A Sonic Boom
On Monday, Spotify publicly announced the launch of Discover Weekly, taking out of private beta their signature effort in personalized playlists. After a few days of listening to my playlist, I have to say it’s outstanding. The thirty song playlist, updated every week, is exactly what I most want and stress over in music exploration – artists and tracks that I will like, ideally that I haven’t come across yet, that match a particular moment in my musical taste.
Spotify drew on a methodical human-machine blend of content and user analysis to achieve what feels like a massive leap in recommendation engine efficacy. The platform’s internal Truffle Pig database and search engine slices and dices every song into each machine-tagged data point or human-input characteristic possible (i.e. ‘1970s Jam Band’ or ‘turns your knees to jelly’). With this degree of specificity, machines and humans then monitor user interaction and listening behavior - from all 75 million users, within groups of users like yourself, and down to your own track by track habits – and creates a playlist not just of music that matches what you’ve listened to but more appropriately what you would want to hear next or more of. The analysis goes as far as eliminating serious outliers to your known tastes (for me: Katy Perry, Dark Horse). Basically the recommendation gets smarter every month. Wired published a great piece exploring Spotify’s perfect playlist here.
Music may well be the cultural cog and unit of Internet consumption that we are the most picky about. We want what we think we want, although sometimes we don’t know what that is, but we always want it right away. Usage analysis + machine learning = dynamic recommendation has long been the equation in sales pitches and marketing splash pages for streaming services as well as many other online publishing and commerce companies. Until Monday, none of them were sophisticated enough to capture the fine line of accurate individual recommendation consistently.
With the exception of the person who creates it, everyone discovers anything new from some direct or indirect recommendation. A frustrating state of things online is that as users of every platform on the web, we’ve been putting ourselves – what we like, what we don’t - out there in a clear, measurable way for the better part of a decade. Yet most recommendation engines, which should lead each of us down Internet Interstate ‘Me’, don’t go much further then matching against a set of recurring keywords or purchase history.

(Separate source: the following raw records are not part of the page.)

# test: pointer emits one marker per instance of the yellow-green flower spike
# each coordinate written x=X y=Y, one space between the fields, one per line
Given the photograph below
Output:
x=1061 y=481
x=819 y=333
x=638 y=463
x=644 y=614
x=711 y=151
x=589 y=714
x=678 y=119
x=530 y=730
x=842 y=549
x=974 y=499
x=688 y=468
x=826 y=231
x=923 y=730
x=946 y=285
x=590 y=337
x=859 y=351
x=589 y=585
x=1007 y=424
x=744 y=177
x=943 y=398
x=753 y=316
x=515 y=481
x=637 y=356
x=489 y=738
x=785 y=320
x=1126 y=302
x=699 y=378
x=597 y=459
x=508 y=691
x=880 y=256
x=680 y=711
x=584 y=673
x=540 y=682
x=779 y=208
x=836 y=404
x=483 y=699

A few services that would benefit from exploring Spotify’s recommendation strategy:
• Any RSS feed aggregator and just about every major media publisher, old and new.
• Other streaming media services – despite detailed data, Netflix reccs are too rigid.

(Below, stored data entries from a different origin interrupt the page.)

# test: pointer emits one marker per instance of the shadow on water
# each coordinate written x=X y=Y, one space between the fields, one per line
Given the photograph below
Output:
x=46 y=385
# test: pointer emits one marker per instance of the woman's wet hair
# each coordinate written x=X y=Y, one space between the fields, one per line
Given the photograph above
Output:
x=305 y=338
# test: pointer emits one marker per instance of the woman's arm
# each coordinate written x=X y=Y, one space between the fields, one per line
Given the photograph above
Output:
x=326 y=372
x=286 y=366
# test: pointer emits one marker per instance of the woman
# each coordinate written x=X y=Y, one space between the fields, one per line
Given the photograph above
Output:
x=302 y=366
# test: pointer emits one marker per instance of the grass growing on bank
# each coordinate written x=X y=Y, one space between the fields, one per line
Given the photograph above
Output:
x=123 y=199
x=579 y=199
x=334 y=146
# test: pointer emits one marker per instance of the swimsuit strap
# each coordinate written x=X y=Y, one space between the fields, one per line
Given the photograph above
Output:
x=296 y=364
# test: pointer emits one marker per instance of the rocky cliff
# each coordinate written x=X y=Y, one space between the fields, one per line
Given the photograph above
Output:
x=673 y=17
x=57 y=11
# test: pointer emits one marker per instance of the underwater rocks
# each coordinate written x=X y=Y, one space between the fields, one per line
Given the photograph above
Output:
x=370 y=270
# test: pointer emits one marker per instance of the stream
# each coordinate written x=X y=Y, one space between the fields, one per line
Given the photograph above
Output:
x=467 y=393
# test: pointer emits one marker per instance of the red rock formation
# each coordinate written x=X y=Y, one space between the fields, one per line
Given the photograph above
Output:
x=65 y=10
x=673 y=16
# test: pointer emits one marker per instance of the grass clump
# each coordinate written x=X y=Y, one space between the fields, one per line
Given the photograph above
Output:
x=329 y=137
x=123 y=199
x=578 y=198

• Retail / Apparel – especially any large marketplace or e-comm. brand with more than 100 SKUs. Granted not as much data exists per customer. Services like Scratch, a NextView portfolio company, are initiating with a 100% human recommendation to jumpstart user interest data in gifts, home goods and apparel.
• Twitter – the service recommends followers when a new account is created based on user inputs during sign-up but the service should have troves of information on who users elect to follow thereafter, types of accounts they interact with etc.
• Facebook – the newsfeed could reflect a much more personalized stream of things I genuinely want to know, see or read as opposed to mindless click-bait.
• Local Places, Events – Songkick, Yelp, Foursquare et al. could have extremely accurate ‘recommended’ lists available to all regular users that push to lock screens when someone is near a recommended place. Past 4Sq attempts at this have been piecemeal and spotty.
The problem with lookalike recommendations is that we don’t often want the next closest thing to what we’ve just read or recently purchased. With Discover Weekly, Spotify is approaching a sophistication that’s anticipating and encouraging the expansion of one’s taste. One foot out the door of our consumptive comfort zone: similar but not the same.